Não se tratava só de escolhas temáticas, estéticas e nacionalistas, mas de seguir o ideário de “câmera na mão e ideias na cabeça”, de um cinema não industrial, de escassa estrutura de produção, financiamento e distribuição. O que implicava criatividade, adicionada às ousadias do filme b estadunidense e das escolhas da Nouvelle Vague francesa, por filmar nas ruas e em cenários originais. Destas opções brotaram “Deus e o Diabo da Terra do Sol (1964)” e “O Dragão da Maldade Contra o Santo Guerreiro” (1969), de Glauber Rocha, tratando de cangaço, misticismo e coronelismo.

Contudo, o que pulsa na primeira parte deste documentário é a pujança miscigenada do povo brasileiro, nos mais diversos interpretes. Dentre eles, Antônio Pitanga (1939) e Luíza Maranhão (1940): “Barravento, 1962)”, de Glauber Rocha; Grande Otelo (1915/1993) e Antônio Pitanga: “A Grande Cidade (1966)”, de Cacá Diegues (1940); Eliezer Gomes (1920/1979): “Assalto ao Trem Pagador (1962)”, de Roberto Farias (1932), e Zezé Motta (1944): “Xica da Silva” (1976), de Cacá Diegues.

Cinema nacional se desenraizou

Percebe-se, assim, o quanto o cinema brasileiro se desenraizou. Criou inclusive a máxima de que o público classe média não aceita filme com temática ou protagonista afro, criando a falsa ideia de ojeriza ou puro racismo. Ou falta criatividade e coragem para criar histórias que sejam universais, a partir da realidade afro-brasileira. A continuar assim, sujeita-se a branquear o cinema nacional, caindo na exclusão da maioria da população, justo a que busca se ver na telona.

Mesmo assim, cineastas nordestinos têm procurado refletir sobre a realidade da nação. Os filmes do cineasta pernambucano Kleber Mendonça, de “O Som Ao Redor, 2013” e “Aquarius, 2016”, tematizam a mutação do Nordeste ao fazer os velhos coronéis trocarem fazendas de gado e açúcar por negócios imobiliários, como se viu nestes dois filmes. Já Petrus Cariri expõe, em “O Grão” (2008), a persistência das relações de subsistência e a fantasia da troca do agreste pelo meio urbano.

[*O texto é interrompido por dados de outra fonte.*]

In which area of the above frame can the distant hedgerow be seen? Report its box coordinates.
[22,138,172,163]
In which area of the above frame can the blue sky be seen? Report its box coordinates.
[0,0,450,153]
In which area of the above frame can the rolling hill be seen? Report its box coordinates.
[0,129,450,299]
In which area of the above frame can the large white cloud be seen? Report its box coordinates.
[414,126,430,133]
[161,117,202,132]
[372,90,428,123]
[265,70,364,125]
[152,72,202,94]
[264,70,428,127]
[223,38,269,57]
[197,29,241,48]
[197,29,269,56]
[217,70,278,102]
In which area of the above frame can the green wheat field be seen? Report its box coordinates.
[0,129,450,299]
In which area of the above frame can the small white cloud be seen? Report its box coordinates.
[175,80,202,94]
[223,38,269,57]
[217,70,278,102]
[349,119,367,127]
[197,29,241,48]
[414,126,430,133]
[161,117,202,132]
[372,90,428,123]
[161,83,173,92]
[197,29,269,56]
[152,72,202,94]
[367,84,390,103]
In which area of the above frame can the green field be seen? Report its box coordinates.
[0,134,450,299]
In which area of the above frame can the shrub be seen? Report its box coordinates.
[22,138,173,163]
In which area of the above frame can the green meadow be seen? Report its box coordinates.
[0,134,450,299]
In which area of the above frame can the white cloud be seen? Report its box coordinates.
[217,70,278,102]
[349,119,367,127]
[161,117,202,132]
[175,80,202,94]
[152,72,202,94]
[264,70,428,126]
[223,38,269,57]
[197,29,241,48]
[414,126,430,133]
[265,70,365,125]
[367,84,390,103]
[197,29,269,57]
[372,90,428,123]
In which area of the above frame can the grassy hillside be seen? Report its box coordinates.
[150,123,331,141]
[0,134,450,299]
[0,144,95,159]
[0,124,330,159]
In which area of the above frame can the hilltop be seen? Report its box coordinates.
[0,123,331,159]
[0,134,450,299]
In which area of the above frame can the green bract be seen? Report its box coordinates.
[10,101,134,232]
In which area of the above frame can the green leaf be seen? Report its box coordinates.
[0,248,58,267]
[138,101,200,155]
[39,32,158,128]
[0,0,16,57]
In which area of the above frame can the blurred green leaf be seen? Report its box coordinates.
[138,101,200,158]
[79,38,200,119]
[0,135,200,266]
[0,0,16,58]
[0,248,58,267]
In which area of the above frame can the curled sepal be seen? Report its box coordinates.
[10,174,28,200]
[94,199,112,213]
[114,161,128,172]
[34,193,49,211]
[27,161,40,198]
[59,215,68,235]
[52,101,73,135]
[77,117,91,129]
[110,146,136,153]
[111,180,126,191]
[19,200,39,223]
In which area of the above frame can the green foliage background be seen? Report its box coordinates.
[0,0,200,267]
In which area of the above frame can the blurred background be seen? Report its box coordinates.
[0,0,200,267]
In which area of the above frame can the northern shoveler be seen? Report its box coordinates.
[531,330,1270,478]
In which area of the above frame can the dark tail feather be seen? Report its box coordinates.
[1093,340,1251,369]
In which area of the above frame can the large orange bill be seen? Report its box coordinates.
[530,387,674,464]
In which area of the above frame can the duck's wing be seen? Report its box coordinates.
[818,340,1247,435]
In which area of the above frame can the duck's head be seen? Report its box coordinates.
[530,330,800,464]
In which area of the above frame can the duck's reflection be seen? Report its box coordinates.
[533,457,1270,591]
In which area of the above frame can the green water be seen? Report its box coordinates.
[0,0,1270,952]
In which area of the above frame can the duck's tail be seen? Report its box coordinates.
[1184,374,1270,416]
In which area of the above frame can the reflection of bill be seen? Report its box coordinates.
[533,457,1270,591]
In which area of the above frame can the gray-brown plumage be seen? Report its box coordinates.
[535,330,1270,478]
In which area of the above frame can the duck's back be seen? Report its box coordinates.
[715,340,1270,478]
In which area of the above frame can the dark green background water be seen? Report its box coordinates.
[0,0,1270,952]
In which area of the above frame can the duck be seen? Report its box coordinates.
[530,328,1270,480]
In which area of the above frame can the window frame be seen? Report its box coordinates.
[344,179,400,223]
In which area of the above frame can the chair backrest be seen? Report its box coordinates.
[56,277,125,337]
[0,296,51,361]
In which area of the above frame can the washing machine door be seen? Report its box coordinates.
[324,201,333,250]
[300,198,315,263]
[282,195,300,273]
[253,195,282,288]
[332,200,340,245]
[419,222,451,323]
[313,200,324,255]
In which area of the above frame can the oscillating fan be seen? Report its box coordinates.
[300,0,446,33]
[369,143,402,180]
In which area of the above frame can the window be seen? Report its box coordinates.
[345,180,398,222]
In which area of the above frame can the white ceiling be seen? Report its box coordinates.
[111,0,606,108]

Com igual tendência, o carioca Fellipe Gamarano Barbosa aguça seu olhar para as escravocratas contradições da sociedade brasileira. Em “Casa-Grande” (2014) centra-o na relação do patrão rentista com suas empregadas, usando-as como séquito para manter seu poder. Tão complexo quanto torna-se o “Que Horas Ela Volta” (2015), da paulistana Anna Muylaert, ao escancarar as ambições da garota emergente, escandalizada com a exploração que a família burguesa impõe à sua mãe.

Cinema não é só diversão

Ao construir seu filme num contínuo, Erik Rocha, filho de Glauber, não se deixa levar pelo documental. Vale-se de ágil montagem para fazer o espectador atentar para a história, deixando clara a proposta de cineastas que continuam a influenciar as novas gerações. Estas, com temáticas e estéticas condizentes com seu momento histórico, podem tender à tragédia ou ao burlesco. Afinal, cinema não é só diversão, pode ser, no limite, uma arte revolucionária.


“Cinema Novo”. Brasil/RJ. Documentário. 2016.90 minutos. Pesquisa: Thiago Brito, Adriana Peixoto, Renato Vallone. Música: Ava Rocha. Argumento: Erik Rocha, Juan Pousada. Montagem: Renato Vallone. Direção: Erik Rocha.